For how often they offer food, I have to say that I am pretty persistent when I say “no thanks.” They keep asking too. You would think after a few “no thanks” the asking would cease. However, I’ve noticed that the food pressures have gone to a new level. Along with asking if I want any of the ordered food, I now hear comments on how I never eat, I am too small, that I’m all bones, and sometimes that I’m too strict.

At times I would get frustrated because I constantly felt like I was being judged and I was always trying to explain myself. I would take the comments personally, and the comments would mess with my head. This is a bad cycle to get into. You don’t need to explain yourself to anyone when it’s your life. I know the reasons why I started eating clean, and it’s important to me. I do indulge occasionally, but prefer to stick to my clean eating during the week. When I am constantly asked to eat, I remind myself of my reasons. It did take time for me to get to this point with the food pressures. It’s difficult in the beginning, but the more you remind yourself of your reasons and don’t take it personally, the easier it gets to say “no thanks” to food pressures.

I also make sure that I am prepared for my day. I always plan my meals the day before, and always bring my own snacks and lunch to work. My stubbornness helps too. I have always been somewhat resilient towards peer pressure. The more I am pressured the more I dig my heels into the ground. For me this is just a natural response. This makes saying no over and over much easier.
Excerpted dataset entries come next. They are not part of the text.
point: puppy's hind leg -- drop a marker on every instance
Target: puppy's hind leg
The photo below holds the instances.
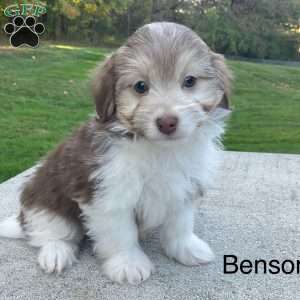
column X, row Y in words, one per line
column 57, row 237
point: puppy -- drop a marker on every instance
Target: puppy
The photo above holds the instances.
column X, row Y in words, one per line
column 142, row 163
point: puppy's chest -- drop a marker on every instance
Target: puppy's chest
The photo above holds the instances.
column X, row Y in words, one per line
column 166, row 181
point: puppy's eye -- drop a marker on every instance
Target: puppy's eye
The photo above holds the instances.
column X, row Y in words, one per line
column 189, row 81
column 141, row 87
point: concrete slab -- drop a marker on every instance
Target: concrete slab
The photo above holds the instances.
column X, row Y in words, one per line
column 253, row 213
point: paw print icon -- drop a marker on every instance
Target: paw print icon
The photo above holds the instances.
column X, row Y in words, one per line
column 24, row 31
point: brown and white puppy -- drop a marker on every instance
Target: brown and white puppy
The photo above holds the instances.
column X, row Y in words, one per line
column 161, row 101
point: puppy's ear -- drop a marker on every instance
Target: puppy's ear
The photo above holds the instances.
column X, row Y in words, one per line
column 103, row 88
column 224, row 77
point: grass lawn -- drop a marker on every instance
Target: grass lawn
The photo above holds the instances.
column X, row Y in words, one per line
column 44, row 94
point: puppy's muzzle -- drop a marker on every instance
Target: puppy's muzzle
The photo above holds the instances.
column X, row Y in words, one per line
column 167, row 124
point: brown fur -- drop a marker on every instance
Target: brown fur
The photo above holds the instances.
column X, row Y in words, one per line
column 63, row 179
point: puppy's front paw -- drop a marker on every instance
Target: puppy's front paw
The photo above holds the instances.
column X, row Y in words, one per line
column 189, row 251
column 55, row 256
column 131, row 266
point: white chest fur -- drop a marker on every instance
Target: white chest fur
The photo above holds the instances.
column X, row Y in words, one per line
column 153, row 179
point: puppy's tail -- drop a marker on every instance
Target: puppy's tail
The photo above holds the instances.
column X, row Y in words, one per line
column 11, row 228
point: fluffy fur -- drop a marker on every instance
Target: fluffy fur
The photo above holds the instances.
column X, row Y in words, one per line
column 119, row 175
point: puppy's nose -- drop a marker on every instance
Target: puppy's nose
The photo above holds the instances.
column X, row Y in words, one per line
column 167, row 124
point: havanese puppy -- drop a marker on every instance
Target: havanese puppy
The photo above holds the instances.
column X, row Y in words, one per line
column 141, row 163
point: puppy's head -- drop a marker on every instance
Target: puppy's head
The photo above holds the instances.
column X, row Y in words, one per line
column 162, row 84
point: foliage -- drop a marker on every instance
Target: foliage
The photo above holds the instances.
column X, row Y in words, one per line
column 44, row 94
column 251, row 28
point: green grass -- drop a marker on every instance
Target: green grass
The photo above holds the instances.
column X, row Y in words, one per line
column 44, row 95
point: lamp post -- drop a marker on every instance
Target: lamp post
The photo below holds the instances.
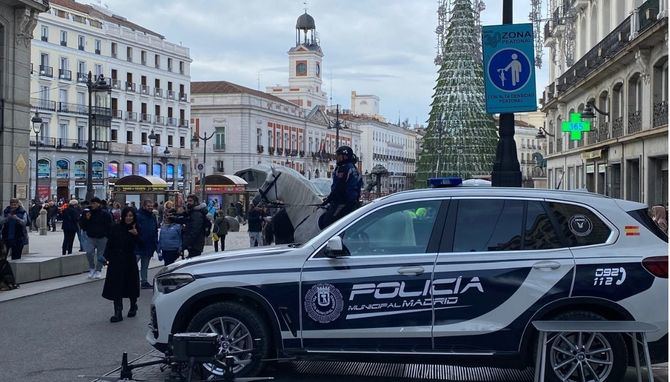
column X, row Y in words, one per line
column 204, row 138
column 102, row 117
column 152, row 141
column 506, row 170
column 37, row 128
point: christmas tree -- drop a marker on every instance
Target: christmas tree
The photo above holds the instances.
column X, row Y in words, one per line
column 461, row 137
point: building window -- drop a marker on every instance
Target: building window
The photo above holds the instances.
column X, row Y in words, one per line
column 220, row 138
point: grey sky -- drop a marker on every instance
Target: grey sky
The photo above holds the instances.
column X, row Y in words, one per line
column 381, row 47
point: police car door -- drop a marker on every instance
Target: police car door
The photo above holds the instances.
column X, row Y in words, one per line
column 501, row 259
column 377, row 297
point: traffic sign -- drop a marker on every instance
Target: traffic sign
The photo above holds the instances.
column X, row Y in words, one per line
column 509, row 68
I understand that not everyone has this ability with peer pressure, and that it can truly have a negative effect on a person. That’s why it’s important to remind yourself of your goals, why you started or why you want to start eating healthy, not necessarily clean.  We all have different goals and aspirations in life, and we all come from a different backgrounds. So for someone to think they know who you are and how you should eat is preposterous. No one knows you or your body the way you do. Stay strong.